Flashpoints

US troops have not 'died in vain’ in Afghanistan, Joint Chiefs chairman says

The top U.S. military leader on Friday pushed back against recent reports and criticisms that American military and government leaders deceived the public about the state of the war in Afghanistan.

“I don’t think anyone has died in vain,” Army Gen. Mark Milley, the Joint Chiefs Chairman said Friday.

“I could not look myself in the mirror. I couldn’t answer myself at two to three in the morning when my eyes pop open and see the dead roll in front of my eyes," Milley said during a press briefing at the Pentagon.

On Dec. 9, the Washington Post published a bombshell story of comments made by U.S. officials as part of a project led by John Sopko known as “Lesson Learned” about the war in Afghanistan, which revealed that American officials often pushed publicly rosy assessments and misleading statistics to drum up political support for the conflict.

Sopko is the lead inspector general for a government watchdog group covering the conflict in Afghanistan. He told the Post that “the American people have constantly been lied to” about the state and progress of the conflict.

Milley said claims that there’s been some kind of “coordinated lie” over the last 18 years about the state of the war in Afghanistan is a “mischaracterization."

With hundreds of diplomats, military officials and intelligence folks “you can’t get that level of coordination” to carry out that kind of “deception," Milley said.

The top American military commander told reporters that during his time in Afghanistan he gave “honest assessments” on the facts at the time.

Secretary of Defense Mark Esper echoed Milley’s sentiments.

“It’s not like this war was hiding somewhere," Esper said.
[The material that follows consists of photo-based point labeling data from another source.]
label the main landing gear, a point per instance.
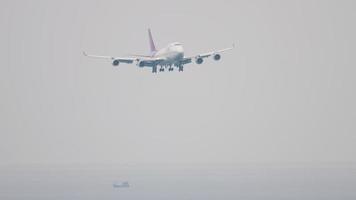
(170, 68)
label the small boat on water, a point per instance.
(121, 185)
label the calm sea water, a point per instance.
(178, 182)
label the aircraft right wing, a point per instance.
(127, 60)
(141, 60)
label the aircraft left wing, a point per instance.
(199, 58)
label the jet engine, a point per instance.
(217, 57)
(199, 60)
(140, 63)
(115, 63)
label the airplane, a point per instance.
(168, 57)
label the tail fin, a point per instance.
(152, 44)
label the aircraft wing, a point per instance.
(119, 59)
(141, 60)
(205, 55)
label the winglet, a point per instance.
(152, 44)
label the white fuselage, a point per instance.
(172, 54)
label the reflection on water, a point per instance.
(179, 182)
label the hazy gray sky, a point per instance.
(286, 94)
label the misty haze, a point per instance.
(274, 118)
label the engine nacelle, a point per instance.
(140, 63)
(199, 60)
(217, 57)
(115, 63)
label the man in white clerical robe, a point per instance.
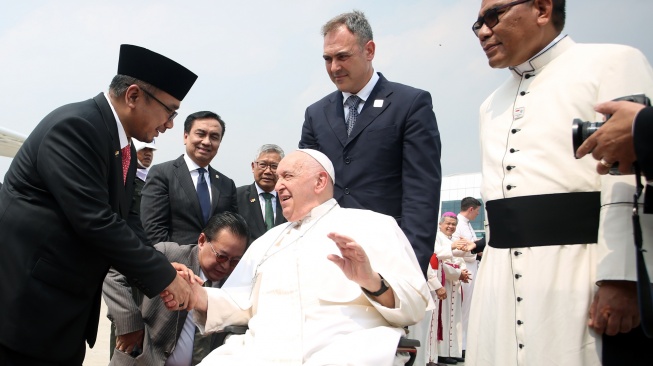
(332, 286)
(556, 228)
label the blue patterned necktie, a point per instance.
(352, 103)
(269, 212)
(203, 195)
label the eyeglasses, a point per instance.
(491, 16)
(263, 165)
(221, 258)
(172, 115)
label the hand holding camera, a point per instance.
(610, 142)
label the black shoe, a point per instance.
(447, 360)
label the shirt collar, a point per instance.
(122, 136)
(191, 164)
(559, 44)
(365, 92)
(260, 190)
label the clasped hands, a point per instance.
(463, 244)
(179, 295)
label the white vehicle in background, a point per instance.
(10, 142)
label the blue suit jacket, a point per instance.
(391, 161)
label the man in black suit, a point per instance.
(64, 209)
(625, 138)
(157, 335)
(381, 136)
(177, 201)
(258, 202)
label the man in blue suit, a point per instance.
(382, 137)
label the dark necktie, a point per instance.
(203, 195)
(269, 213)
(352, 104)
(126, 159)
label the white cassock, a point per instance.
(531, 303)
(465, 230)
(300, 307)
(450, 308)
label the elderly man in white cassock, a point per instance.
(332, 286)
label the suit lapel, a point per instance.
(279, 219)
(186, 182)
(214, 178)
(117, 188)
(335, 115)
(369, 112)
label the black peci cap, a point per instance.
(155, 69)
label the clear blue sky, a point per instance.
(260, 62)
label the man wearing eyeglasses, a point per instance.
(560, 254)
(65, 213)
(258, 202)
(180, 195)
(153, 335)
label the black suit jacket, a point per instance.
(170, 209)
(643, 138)
(162, 326)
(391, 161)
(62, 220)
(249, 206)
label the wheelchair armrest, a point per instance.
(407, 342)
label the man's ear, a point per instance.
(321, 182)
(544, 11)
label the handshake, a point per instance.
(185, 292)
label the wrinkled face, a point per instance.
(266, 178)
(349, 66)
(150, 117)
(225, 244)
(448, 226)
(513, 40)
(145, 156)
(296, 186)
(203, 140)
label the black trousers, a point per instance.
(10, 357)
(632, 349)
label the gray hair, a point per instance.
(451, 217)
(355, 22)
(120, 84)
(268, 148)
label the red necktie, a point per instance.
(126, 159)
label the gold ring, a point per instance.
(605, 163)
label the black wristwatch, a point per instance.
(384, 288)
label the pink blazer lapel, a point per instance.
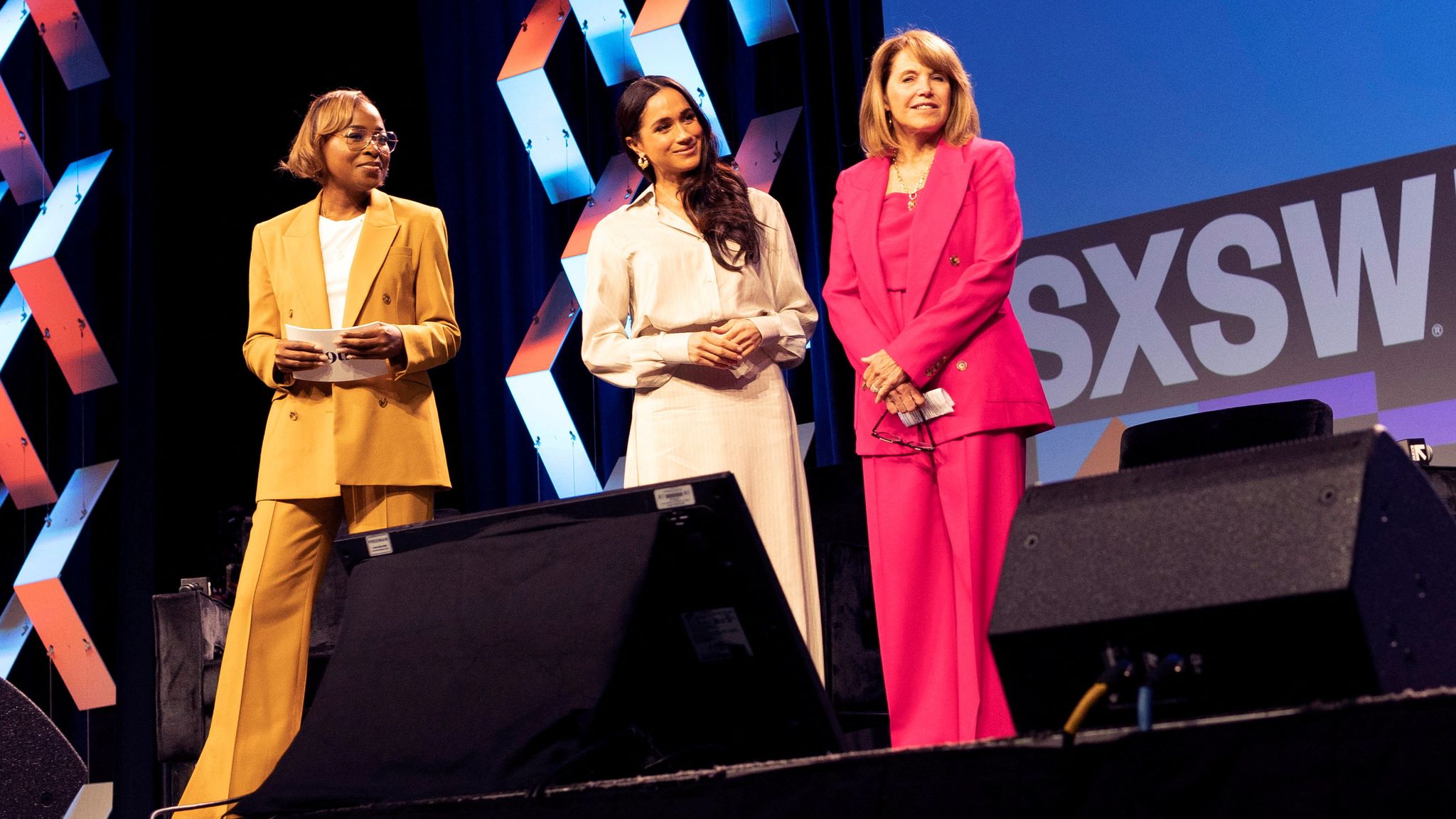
(862, 220)
(936, 208)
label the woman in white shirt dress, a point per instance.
(695, 301)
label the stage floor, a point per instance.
(1372, 756)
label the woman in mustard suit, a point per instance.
(366, 452)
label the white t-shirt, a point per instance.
(338, 241)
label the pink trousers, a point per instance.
(936, 541)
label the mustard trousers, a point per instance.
(265, 662)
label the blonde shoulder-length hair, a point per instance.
(328, 114)
(877, 130)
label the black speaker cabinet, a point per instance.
(1280, 574)
(40, 771)
(628, 633)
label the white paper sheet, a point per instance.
(338, 369)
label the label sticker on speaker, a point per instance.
(717, 636)
(378, 544)
(673, 498)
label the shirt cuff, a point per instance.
(673, 347)
(768, 328)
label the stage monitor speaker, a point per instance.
(1321, 569)
(40, 771)
(628, 633)
(1224, 430)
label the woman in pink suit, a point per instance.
(926, 232)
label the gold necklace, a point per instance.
(894, 165)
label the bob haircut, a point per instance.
(877, 129)
(328, 114)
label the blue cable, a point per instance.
(1145, 707)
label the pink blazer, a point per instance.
(960, 333)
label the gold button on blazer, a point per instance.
(373, 432)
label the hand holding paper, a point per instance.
(344, 363)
The “insinuation that there’s been this large scale conspiracy is to me just ridiculous,” Esper said Friday.

The documents obtained by the Washington Post have been compared by some to the Pentagon Papers — the DoD’s secret history of the Vietnam war that was leaked by Daniel Ellsberg to the New York Times in 1971.

Those documents revealed that the U.S. had expanded the scope of operations in Vietnam and that American officials lied about the conduct and success of the war.

Milley told reporters Friday that he believed the documents and comments obtained by the Washington Post about Afghanistan were “fundamentally” different in size and scope than the Pentagon Papers.

The Pentagon Papers were written in “advance of decision making,” Milley said, while the Afghanistan documents are “post facto interviews” about lessons learned.

The Joint Chiefs chairmen explained to reporters that for years American officials have said that there was no “rational” or “reasonable” chance of a military victory against the Taliban akin to the Japanese surrender in World War II.

The war in Afghanistan, Milley said, was still in a “strategic stalemate” where neither the Taliban nor the Afghan government can military defeat the other on the battlefield.

The war will only end through an Afghan to Afghan settled peace agreement with the Taliban, Milley said Friday.

“History will continue to evaluate” the war in Afghanistan, Esper said.

The U.S. is still amid peace talks with the Taliban.

There are currently about 13,000 U.S. troops deployed to Afghanistan. During a Monday visit to Kabul, Sen. Lindsey Graham, a Republican from South Carolina, said President Donald Trump may soon announce a decision to reduce the American footprint in Afghanistan to as low as 8,600 troops.

Esper told reporters Monday that he has not yet issued any orders to withdraw U.S. forces from Afghanistan, but he explained that a reduced footprint with or without a settled peace agreement with the Taliban was still a possibility.

Esper said Monday he would like to reduce the footprint in Afghanistan and redeploy those forces to the Indo-Pacific to confront China.